Denature of Communion
The problem did not begin with the recent collapses and severances of recognition (and function) at primatial gatherings; nor in the disagreements in the wake of Gene Robinson’s election and consecration. Nor did the breaches start with the “impaired communion” (a term which has always reminded me of “partial virginity”) declared (or described) by Archbishop Runcie after Barbara Harris’ consecration (and concerning every woman bishop since, given the fact that a woman bishop can still not function as even a presbyter in some parts of the “communion.”)
For one could go back all the way to the 26th year of George III (1786), and the Act of Parliament that first permitted the ABC and ABYork (with others) to ordain and consecrate the Americans White and Provoost without the royal warrant, and absent the oaths normally required.

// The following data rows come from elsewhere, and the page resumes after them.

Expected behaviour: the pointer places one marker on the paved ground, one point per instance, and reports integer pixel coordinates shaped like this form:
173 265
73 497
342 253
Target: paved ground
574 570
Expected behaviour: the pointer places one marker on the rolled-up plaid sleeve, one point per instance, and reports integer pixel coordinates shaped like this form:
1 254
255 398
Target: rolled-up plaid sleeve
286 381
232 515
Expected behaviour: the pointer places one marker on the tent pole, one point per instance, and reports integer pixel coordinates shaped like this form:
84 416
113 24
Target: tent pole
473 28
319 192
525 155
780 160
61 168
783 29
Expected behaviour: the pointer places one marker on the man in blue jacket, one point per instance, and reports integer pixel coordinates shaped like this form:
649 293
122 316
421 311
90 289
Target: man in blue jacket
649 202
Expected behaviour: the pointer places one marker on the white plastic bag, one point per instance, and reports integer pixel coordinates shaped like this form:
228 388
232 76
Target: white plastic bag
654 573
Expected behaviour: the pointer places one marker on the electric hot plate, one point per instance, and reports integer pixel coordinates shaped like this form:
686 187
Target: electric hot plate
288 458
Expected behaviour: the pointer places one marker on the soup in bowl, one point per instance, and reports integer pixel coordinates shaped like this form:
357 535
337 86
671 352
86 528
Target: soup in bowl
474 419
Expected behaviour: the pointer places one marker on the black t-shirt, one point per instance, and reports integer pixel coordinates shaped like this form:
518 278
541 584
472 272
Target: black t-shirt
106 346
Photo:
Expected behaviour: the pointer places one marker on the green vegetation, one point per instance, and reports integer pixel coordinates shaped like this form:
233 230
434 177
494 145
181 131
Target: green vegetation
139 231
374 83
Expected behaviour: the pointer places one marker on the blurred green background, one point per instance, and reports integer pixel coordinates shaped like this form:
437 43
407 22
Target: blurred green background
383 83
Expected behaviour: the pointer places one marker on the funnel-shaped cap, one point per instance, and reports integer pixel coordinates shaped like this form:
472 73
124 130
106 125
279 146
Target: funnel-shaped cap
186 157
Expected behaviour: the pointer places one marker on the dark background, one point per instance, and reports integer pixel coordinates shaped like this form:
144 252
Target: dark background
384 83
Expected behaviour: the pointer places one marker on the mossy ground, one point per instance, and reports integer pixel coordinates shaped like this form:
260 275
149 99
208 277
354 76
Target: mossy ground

Among other things, the Act stated:
...be it hereby declared, that no person or persons consecrated to the office of a bishop in the manner aforesaid, nor any person or persons deriving their consecration from or under any bishop so consecrated, nor any person or persons admitted to the order of deacon or priest by any bishop or bishops so consecrated, or by the successor or successors of any bishop or bishops so consecrated, shall be thereby enabled to exercise his or their respective office or offices within his Majesty's dominions.
So from the outset the Anglican “Communion” has been one in a (partially) shared spirit, a variable historical deposit, but lacking the uniform application of the standard mark of “communion” as it is used in ordinary ecumenical relations.